Но братья! Но Симеон и Левий, особенно они! Их ярость, казалось, не знала границ – Иакова, смущенного и подавленного, они просто измучили. Обесчещена, изнасилована, гнусно растлена – и кто? Их сестра, черная горлинка, непорочнейшая, единственная, Авраамово семя! Они изломали свои нагрудные украшенья, изорвали свое платье, надели мешки, рвали на себе волосы и бороды, выли, делали себе на лице и теле длинные порезы, придававшие им ужасный вид. Они падали на живот, били кулаками землю и клялись, что не будут ни есть, ни испражняться до тех пор, пока не спасут Дину от похоти содомитов и не превратят в пустыню место, где над ней надругались. Месть, месть, нападение, смертоубийство, кровопролитье – только об этом они и твердили. Потрясенному, озадаченному, мучительно растерянному Иакову, который, впрочем, чувствовал, что вел себя по-лавановски, и прекрасно понимал, что братья ждут скорого исполненья первоначальных своих желаний, было трудно сдерживать их, не рискуя получить упрек в недостатке чувства чести и отцовского чувства. Он тоже до известной степени участвовал в демонстрациях скорбной их ярости, облачившись в грязное платье и немного растрепав себе волосы, но потом постарался объяснить им, сколь мало толку в насильственном освобождении Дины, которое ведь не решит, а только поставит вопрос о том, так быть с изнасилованной и опозоренной. После того как она побывала в руках Сихема, ее возвращение, если хорошенько подумать, нежелательно, и гораздо мудрее обуздать свое горе и подождать действовать – на разумность такого поведения указывает ему, Иакову, как он считает, и печень заколотой для гаданья овцы. Несомненно, что при тех взаимоотношениях, какие сложились на основе договора между городом и племенем, Сихем вскоре снова даст знать о себе, обратится к ним с новыми предложениями и предоставит возможность придать этому безобразному делу если не прекрасный, то хоть мало-мальски пристойный вид.
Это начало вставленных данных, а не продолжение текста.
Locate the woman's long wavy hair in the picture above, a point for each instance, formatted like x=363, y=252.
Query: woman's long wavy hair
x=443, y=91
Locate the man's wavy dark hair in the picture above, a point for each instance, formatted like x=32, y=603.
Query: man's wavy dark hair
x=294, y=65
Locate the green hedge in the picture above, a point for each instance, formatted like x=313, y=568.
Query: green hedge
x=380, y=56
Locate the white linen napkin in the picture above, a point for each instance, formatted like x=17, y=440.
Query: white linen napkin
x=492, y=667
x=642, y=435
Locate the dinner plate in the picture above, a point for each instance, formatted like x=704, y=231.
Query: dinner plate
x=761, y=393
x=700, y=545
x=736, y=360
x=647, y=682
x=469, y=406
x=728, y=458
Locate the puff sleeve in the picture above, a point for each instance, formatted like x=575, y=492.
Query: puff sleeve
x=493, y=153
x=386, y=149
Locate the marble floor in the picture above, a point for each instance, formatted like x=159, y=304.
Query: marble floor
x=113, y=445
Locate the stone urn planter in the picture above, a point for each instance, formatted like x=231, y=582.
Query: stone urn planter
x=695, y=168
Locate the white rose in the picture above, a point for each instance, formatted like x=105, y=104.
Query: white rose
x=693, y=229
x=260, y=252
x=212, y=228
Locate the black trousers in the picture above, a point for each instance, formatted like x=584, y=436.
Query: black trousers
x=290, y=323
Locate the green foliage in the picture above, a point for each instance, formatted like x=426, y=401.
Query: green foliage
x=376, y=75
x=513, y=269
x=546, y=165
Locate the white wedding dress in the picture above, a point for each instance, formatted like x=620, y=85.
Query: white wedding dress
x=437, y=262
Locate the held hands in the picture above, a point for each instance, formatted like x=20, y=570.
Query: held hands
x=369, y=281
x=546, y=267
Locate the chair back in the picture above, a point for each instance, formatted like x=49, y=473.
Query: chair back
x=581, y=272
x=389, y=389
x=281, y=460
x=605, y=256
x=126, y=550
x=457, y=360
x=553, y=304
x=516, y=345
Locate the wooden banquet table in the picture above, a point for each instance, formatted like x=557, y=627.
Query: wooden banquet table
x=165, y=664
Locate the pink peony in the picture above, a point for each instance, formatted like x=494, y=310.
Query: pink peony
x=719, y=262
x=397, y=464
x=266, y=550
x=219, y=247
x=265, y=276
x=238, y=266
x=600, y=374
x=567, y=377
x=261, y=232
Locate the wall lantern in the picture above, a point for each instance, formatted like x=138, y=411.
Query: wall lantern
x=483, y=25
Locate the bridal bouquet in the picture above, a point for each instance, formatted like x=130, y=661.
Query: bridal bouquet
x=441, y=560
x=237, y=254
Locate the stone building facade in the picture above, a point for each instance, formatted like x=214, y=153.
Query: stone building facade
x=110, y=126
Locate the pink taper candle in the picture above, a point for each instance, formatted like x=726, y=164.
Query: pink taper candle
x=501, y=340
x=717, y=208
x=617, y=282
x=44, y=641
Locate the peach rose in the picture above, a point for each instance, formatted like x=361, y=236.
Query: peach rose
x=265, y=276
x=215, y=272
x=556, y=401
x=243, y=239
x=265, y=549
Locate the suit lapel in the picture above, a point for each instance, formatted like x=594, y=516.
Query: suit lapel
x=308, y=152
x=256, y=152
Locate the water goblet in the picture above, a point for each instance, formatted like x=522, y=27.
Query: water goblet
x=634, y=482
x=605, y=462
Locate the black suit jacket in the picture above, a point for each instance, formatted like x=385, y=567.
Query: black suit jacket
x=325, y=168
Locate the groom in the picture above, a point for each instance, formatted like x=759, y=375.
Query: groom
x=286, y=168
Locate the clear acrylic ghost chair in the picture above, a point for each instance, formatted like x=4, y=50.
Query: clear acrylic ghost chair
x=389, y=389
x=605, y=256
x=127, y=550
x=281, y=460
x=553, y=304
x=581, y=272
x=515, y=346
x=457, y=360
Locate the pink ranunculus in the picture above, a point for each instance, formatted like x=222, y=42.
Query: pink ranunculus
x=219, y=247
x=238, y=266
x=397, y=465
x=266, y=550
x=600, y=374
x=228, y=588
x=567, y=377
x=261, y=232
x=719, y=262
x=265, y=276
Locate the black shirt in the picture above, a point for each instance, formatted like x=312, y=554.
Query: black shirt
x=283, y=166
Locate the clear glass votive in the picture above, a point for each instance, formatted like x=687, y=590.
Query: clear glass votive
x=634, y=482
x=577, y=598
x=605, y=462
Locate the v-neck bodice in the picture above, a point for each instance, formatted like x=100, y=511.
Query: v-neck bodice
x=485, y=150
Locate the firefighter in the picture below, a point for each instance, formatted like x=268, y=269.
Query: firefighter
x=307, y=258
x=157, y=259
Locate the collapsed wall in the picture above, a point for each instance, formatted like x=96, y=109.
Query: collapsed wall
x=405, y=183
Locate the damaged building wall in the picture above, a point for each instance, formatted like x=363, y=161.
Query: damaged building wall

И вот, к удивлению самого Иакова, сыновья неожиданно умолкли и согласились подождать княжеского посольства. Их уступчивость сразу встревожила его чуть ли не больше, чем их неистовство, – что крылось за нею? Он с тревогой следил за ними, но в их совете он не участвовал и о новом их решении узнал не раньше посыльных Сихема, каковые, в точности как он ожидал, явились к ним через несколько дней, чтобы вручить написанное на вавилонском языке и потребовавшее нескольких глиняных дощечек письмо, по форме весьма учтивое, а по своему смыслу тоже очень любезное и предупредительное. Оно гласило:
«Иакову, сыну Ицхака, князя от бога, отцу моему и господину, которого я люблю и чьей любовью донельзя дорожу. Говорит Сихем, сын Еммора, Твой зять, который Тебя любит, княжеский наследник, которого народ приветствует криками ликованья! Я здоров. Да будешь здоров и Ты! Да пребудут в отменном здоровье также Твои жены, Твои сыновья, Твои домочадцы, Твой крупный и мелкий скот и все, что Тебе принадлежит! Некогда отец мой Еммор учредил и скрепил с Тобой, другим моим отцом, договор о дружбе, и горячая дружба между нами и вами длилась четыре кругооборота, во время которых я непрестанно думал: пусть боги устроят, чтобы все было так, как теперь, а не иначе, то есть чтобы, по воле моего бога Баалберита и Твоего бога Эль-эльона, которые суть почти один и тот же бог и отличаются друг от друга лишь мелочами, в отношении теплоты нашей дружбы все обстояло во веки веков так, как теперь!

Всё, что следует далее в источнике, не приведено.